‘Dynamics and Control of Tactical Missile System with Morphing Wings.’
The field of aerospace technology, both in military and commercial aviation has evolved in the last 100 years since Wright Brothers’ maiden flight from Kitty Hawk in 1903. In the turn of a new century and the recent interest in a field which has been in existence since Wright Brothers’ wing warping concept, a new form of wing warping, called Wing Morphing can truly change the way we perceive the overall aerodynamic design, control and guidance philosophy in missile technology.

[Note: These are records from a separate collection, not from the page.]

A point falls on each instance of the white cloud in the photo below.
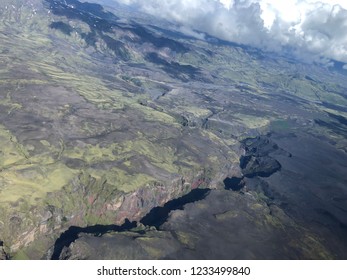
(313, 29)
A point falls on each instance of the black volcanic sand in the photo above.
(225, 225)
(312, 187)
(299, 212)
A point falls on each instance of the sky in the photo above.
(312, 30)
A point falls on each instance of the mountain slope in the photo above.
(104, 118)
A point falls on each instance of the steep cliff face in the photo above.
(87, 201)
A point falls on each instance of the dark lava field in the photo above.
(123, 138)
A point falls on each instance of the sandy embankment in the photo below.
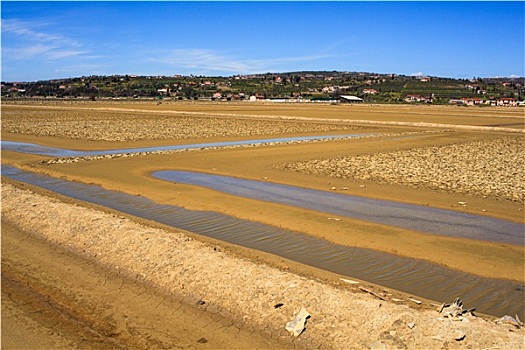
(341, 318)
(247, 292)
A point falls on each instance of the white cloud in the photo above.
(25, 40)
(204, 60)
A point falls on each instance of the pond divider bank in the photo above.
(491, 296)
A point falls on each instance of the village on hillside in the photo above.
(326, 86)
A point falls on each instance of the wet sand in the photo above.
(95, 279)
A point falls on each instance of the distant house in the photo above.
(472, 101)
(507, 101)
(350, 99)
(417, 98)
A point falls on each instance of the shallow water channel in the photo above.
(408, 216)
(491, 296)
(31, 148)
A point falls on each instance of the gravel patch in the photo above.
(491, 168)
(136, 126)
(249, 294)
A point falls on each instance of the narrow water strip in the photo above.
(408, 216)
(491, 296)
(31, 148)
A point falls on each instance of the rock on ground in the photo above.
(246, 292)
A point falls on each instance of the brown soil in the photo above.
(482, 258)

When paired with evergrowing computer technology, active materials, the wing morphing concept holds the potential to make future missile design more efficient, lighter, less complex and even safer with low observable qualities which is set to become a game-changer for stealth combat aerospace vehicles. Morphing wings concept can drastically reduce flying wing’s reliance on jointed control surfaces and eventually eliminate the need for traditional control surfaces all together. This will be applicable for any future stealthy airframes, including missiles, unmanned combat air vehicles, multi-mission fighter aircrafts.
Designs with morphing wings can significantly change the aerodynamics dramatically for high performance maneuvers, loitering, high altitude and low altitude flights. Traditional actuators will not suffice the complexity the morphing wing brings to the overall design. A different flight control system is required, one which is analytically, numerically and experimentally proven and acquires the dynamic model of the morphed surface and performs real-time tuning of the controllers. A morphing wing designed for a missile would optimally be capable of changing its sweep and span simultaneously, in order to provide superior roll moment to conventional missile control fins.
As almost all currently designed tactical missiles are centred on conventional fixed planform arrangement, the consideration for morphing concept in tactical missile systems calls for investigation into several exciting research areas, including aerodynamic modelling, non-rigid dynamics and flight control system.